To see the original data:

`usa_data/` (full link) — Folder with the original COVID-19 data for the U.S. from The Covid Tracking Project.

`world_data/` (full link) — Folder with the original COVID-19 data for the world from Johns Hopkins University.

`extra/world.csv` (full link) — A version of the world data in a single file, showing the data in a more concise way than the original data.

## How to interpret the results?

Small errors mean the reported cases are likely to be true and accurate, and large errors indicate inaccuracy. Large errors can be a sign of insufficient testing, misreporting, or direct falsification.

For the U.S., the error ranges from 0.08 for Oregon to 0.55 for New Jersey. For the world, the error ranges from 0.06 for Jordan to 1.03 for Mordovia, Russia.

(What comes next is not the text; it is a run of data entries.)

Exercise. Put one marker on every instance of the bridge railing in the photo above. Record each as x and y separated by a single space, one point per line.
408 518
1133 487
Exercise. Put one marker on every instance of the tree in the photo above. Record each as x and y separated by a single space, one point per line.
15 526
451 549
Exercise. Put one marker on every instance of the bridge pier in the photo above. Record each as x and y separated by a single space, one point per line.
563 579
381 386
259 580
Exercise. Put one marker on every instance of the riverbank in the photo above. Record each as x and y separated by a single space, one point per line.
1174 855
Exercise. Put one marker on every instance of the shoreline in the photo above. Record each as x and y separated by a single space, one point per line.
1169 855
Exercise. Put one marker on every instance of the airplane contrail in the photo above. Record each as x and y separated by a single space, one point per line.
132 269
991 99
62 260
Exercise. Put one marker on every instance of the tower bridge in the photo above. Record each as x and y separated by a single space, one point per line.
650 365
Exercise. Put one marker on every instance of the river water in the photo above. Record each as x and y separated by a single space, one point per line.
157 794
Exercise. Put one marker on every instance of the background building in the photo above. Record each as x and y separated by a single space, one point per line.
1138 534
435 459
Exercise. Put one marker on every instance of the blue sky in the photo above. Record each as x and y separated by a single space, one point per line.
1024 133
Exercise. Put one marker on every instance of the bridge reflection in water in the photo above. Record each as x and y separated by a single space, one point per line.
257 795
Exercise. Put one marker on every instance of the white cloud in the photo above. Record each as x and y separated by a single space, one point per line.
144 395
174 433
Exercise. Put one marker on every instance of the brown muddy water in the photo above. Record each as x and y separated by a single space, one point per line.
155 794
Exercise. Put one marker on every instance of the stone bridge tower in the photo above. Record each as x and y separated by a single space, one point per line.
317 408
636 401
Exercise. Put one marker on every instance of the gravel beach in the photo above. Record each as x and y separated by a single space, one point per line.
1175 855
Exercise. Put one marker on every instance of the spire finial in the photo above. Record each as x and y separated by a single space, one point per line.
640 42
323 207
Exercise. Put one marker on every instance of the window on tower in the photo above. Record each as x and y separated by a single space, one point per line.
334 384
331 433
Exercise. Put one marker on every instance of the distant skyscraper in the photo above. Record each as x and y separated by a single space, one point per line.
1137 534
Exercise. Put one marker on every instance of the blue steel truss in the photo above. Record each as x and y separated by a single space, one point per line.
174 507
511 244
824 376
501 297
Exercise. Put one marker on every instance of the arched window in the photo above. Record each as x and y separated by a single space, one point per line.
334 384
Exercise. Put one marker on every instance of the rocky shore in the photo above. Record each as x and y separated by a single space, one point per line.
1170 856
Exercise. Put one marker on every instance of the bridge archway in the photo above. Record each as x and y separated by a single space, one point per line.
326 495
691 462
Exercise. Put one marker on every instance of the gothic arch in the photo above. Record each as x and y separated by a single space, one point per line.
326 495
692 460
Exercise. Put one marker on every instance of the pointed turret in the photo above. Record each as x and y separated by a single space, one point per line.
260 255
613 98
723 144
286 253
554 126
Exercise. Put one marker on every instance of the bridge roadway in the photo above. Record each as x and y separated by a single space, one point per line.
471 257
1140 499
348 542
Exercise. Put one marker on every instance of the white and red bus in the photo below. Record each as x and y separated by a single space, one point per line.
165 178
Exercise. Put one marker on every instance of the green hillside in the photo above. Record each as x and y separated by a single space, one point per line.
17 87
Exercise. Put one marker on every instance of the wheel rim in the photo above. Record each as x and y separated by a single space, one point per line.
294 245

Example of small error (good Benford fit):

Example of large error (bad Benford fit):

## What time period is covered? How many numbers used?

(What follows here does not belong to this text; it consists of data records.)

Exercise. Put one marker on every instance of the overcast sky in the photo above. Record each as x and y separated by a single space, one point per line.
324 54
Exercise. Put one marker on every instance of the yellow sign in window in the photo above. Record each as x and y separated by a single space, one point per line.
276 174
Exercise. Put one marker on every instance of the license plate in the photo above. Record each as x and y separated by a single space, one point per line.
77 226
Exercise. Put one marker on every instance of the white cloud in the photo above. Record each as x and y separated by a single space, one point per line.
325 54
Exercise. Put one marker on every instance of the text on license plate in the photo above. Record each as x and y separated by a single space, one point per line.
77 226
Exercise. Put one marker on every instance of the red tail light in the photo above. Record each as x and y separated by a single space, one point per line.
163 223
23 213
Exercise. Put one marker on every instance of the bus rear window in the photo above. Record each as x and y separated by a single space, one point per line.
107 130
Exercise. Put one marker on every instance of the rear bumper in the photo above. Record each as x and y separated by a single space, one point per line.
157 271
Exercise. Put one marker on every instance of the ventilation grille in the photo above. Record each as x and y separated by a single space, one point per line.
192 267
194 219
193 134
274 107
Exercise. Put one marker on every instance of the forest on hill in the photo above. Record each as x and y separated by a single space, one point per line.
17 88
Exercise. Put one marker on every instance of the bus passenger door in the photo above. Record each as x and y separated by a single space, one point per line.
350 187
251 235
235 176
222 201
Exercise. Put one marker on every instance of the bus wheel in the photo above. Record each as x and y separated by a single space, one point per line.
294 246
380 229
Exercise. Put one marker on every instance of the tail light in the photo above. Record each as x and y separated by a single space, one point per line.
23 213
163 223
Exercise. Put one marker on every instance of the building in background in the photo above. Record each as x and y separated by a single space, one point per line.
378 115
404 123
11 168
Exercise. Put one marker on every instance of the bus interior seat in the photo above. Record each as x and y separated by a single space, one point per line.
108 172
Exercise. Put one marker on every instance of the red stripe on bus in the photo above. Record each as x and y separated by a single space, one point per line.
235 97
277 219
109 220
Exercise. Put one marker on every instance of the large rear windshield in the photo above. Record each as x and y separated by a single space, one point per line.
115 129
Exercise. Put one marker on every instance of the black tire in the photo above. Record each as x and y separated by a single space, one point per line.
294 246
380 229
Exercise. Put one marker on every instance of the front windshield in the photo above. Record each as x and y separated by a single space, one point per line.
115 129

The data covers the period from the beginning of COVID-19 reporting in the early 2020 to March 3, 2021, or about 1 year of data or 365 numbers per location, 725 different locations (55 for the U.S. and 670 for the rest of the world). The exact number of numbers (no pun intended) varies by location because they didn’t start reporting at the same time. It also varies because zeros and negative numbers are unusable and were dropped. The actual number of numbers used for Benford-ness is included in the output, so the reader can take this metric into account along with the error. About 100 locations were excluded from the ranking because they had too few numbers (less than 50 usable numbers). These are typically small territories or places like cruise ships.